Who did the Nobel Prize committee actually call to inform the European Union it won this year's Peace Prize? The European Commission, European Council President Herman van Rompuy or President of the European Parliament Martin Schultz? Europe still does not have a single telephone number. Many politicians outside of Europe do not understand that, but the variety is one of the EU's strengths that were honored by the award.

Bernd Riegert Photo DW/Per Henriksen
Bernd Riegert is an editor on DW's Europe deskImage: DW

The supranational group of states, in which sovereign national governments communalize some of their powers, is a unique body. The European Parliament is also unique in that representatives from all 27 member states have a nearly equal ability to influence legislation.
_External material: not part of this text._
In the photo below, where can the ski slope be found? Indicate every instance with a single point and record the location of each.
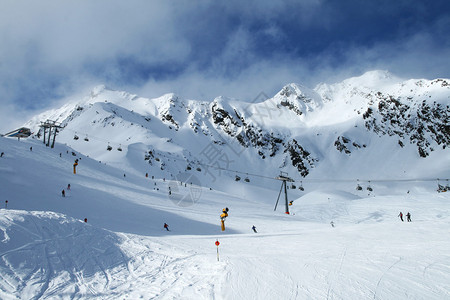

Citizens of the EU can move among and live in any of the other member states, and the internal market provides companies with access to a massive market and the opportunities it can offer. And still, national governments take the lead in the Council of the European Union, where a constant conflict exists between national and European interests.

The European Union is a peace project. People who talk and trade with each other do not shoot each other. This truism of international politics from the 1950s was the cornerstone for the foundation of the European Economic Community.

Europeans, initially only Western Europeans, learned the right lessons from the catastrophes of two world wars. That was the view expressed by renowned political scientist and Europe expert Werner Weidenfeld in his book on European integration  who said of the EU, "Looking at its centuries of history, this historic achievement cannot be valued highly enough."

The European Union today has 27 member states, and eight more countries, Croatia, Montenegro, Albania, Serbia, Kosovo, Macedonia, Iceland and Turkey, have taken at least the initial steps to joining the bloc. Historically, Europeans have achieved an enormous feat of integration. After starting with just six founding members in Western and Southern Europe, the bloc currently comprises nearly all European countries. The union has integrated the former military dictatorships in Spain, Portugal and Greece as well as the former communist states of central and eastern Europe. Its current enlargement project aims to include the fragile western Balkans.

Its greatest achievement, however, certainly remains uniting Germany and its former enemies. Who would have thought that Germany would emerge from the ruins of World War II and become one of the most important countries in the European Union? In the current debt crisis, Germany has been forced to take on a leadership role due to its economic strength.

Even as the winner of the Nobel Peace Prize was announced, the financial and sovereign debt crisis poses one of the most serious predicaments of the European Union's history, according to EU Commission President Jose Manuel Barroso. But crisis has been a constant companion for Europeans, and so far the EU has come out of each crisis stronger than before.

Critics often accuse the European Union of being too bureaucratic, too undemocratic and a faceless beast. It is true that the decision-making process can be complicated and sometimes non-transparent. But, most of the time, the laws that are enacted support integration. And those who are unhappy with a decision made by the European Union have a structured way to petition for legal redress. In this regard, the European Court of Justice is a globally unique institution.

It is this decades-long work of the European Union that the Nobel Committee recognized. But who are the actual winners? The four presidents of the EU's institutions, the Council, Parliament, Commission or the Euro Group?

Or is it not all Europeans, all the citizens of the European Union who each are a prize winner? After all, they are the ones who - in the end - had to support integration, reforms, enlargement as well as bear the all costs incurred.

Many acts that our grandparents would never have dreamed possible are today regarded as simple facts of life. Europe is normality. Europe lives despite its differences: diversity in unity. Today, we are all Europeans.